CloudZero was built partly around the premise that while organizations leveraging AWS benefit from perfect tagging practices, very few can maintain perfection, especially as they scale. Resisting the tedium of tagging can lead to data-analysis issues down the road, particularly when it comes to shared and/or untaggable resources.

CloudZero gave SmartBear the ability to gain consistent visibility across their many products without undergoing lengthy tagging exercises. 

In its early stages, SmartBear and CloudZero had weekly meetings to ensure that SmartBear was accessing the full value of their new cloud cost-management product. CloudZero initially provided high-level cost per customer metrics, which SmartBear made increasingly granular through extended collaboration.

“We initially had information from Atlassian about billings and revenue,” Py said. “Now, we monitor customer-specific API calls in proportion to our overall AWS spend to figure out who’s using our products, how much, and at what cost.”

This provides them with essential visibility into key financial metrics. 

“Having CloudZero really helps us understand cost per customer,” Py said. “In turn, that lets us understand multiple segments of customers, including their size and the markets they’re in. When we have information around our customer base, it lets us understand pricing, improve our margins, manage EBITDA, and optimize our business as a whole.”

The Results

Aligned costs and go-to-market models

The visibility CloudZero provides into cost per customer and product has enabled SmartBear to reassess optimize our strategies to ensure our costs and our go-to-market models are well aligned. 

“That information allowed us to work with our product marketing team on how to continue to package our products in a way that so our customers always receive maximum value, while also supporting our business model.  It has also helped us make earlier-stage development decisions to support strong cloud economics.”

Reduced operational excess

CloudZero allows many customers to see their data landscape at a level of detail not previously possible. This often turns up some very apparent excess. Because CloudZero puts this information in the hands of the engineers best equipped to handle it, the most obvious excess is easy to clear away quickly.

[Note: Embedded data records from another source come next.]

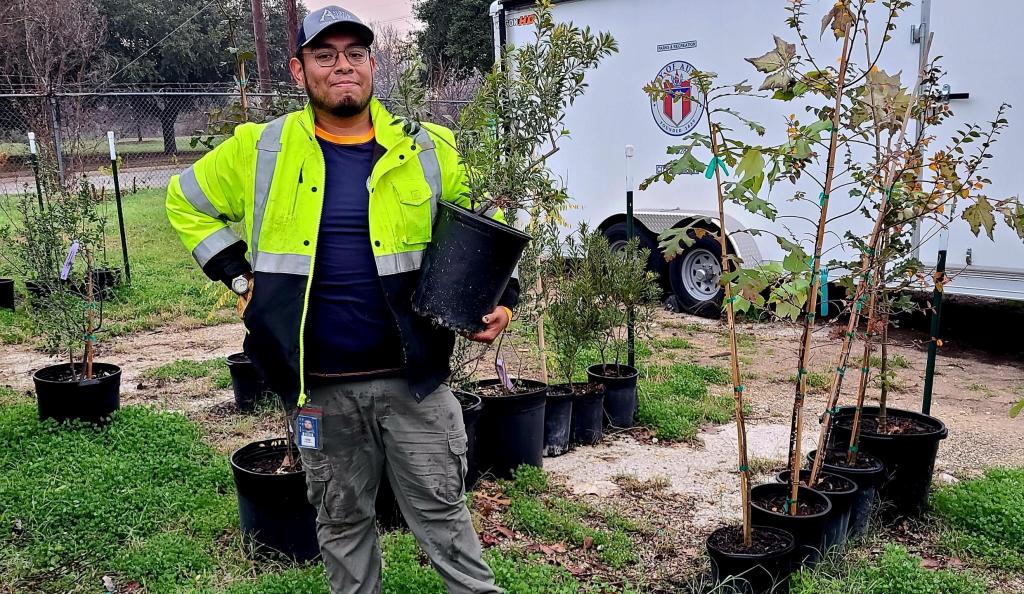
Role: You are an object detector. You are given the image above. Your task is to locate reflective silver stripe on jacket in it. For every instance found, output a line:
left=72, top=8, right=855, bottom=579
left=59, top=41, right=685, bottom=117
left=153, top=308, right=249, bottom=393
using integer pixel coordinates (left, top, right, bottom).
left=374, top=250, right=423, bottom=277
left=249, top=115, right=288, bottom=274
left=253, top=252, right=312, bottom=277
left=193, top=226, right=239, bottom=266
left=178, top=165, right=222, bottom=218
left=416, top=128, right=441, bottom=221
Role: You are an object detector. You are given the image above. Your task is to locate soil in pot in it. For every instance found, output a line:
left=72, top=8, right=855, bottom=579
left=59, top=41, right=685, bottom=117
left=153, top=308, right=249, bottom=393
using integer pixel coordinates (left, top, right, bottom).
left=544, top=384, right=573, bottom=458
left=227, top=352, right=265, bottom=411
left=230, top=438, right=319, bottom=562
left=587, top=364, right=640, bottom=429
left=751, top=482, right=831, bottom=568
left=706, top=526, right=795, bottom=594
left=32, top=363, right=121, bottom=424
left=413, top=200, right=530, bottom=334
left=569, top=382, right=604, bottom=446
left=830, top=407, right=949, bottom=517
left=775, top=470, right=857, bottom=552
left=0, top=279, right=14, bottom=309
left=473, top=379, right=548, bottom=478
left=807, top=450, right=885, bottom=539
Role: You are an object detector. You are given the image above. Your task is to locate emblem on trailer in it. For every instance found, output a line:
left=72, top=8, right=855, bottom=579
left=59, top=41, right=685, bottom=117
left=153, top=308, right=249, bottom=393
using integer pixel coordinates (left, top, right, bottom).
left=650, top=60, right=705, bottom=136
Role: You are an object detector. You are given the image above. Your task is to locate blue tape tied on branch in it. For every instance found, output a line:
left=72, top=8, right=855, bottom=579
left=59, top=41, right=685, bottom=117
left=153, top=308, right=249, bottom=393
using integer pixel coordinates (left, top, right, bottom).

SmartBear was no exception. “When we saw anomalies, our head development architect very easily determined what we did and didn’t need, and disabled certain infrastructure quickly,” Loewinger said. “In one account, disabling an AWS config drove down cost by $1,000 per month.”

Additionally, a more refined portrait of what business needs cost produced greater alignment between the SmartBear engineering and finance orgs. “We’re doing a better job of dividing up financial information by individual products. We build cost centers in CloudZero, which makes it simpler to tell finance, ‘Here you go, now you have a better picture of where and how.’”

Improved engineering use and go-to-market strategies

“CloudZero has helped us raise revenues without using additional engineering resources,” Py said. Efficiently gauging usage allowed SmartBear to maximize their products’ value, and to invest more resources in building additional functionalities within each product. “We’re building overall value,” Py added.

Plus, a more thorough comprehension of their customers’ usage habits helped SmartBear better understand the market(s) in which they operate as a whole, thereby refining their marketing decisions without incurring additional R&D costs. “It helped us make really good decisions on go-to-market strategies,” Py said.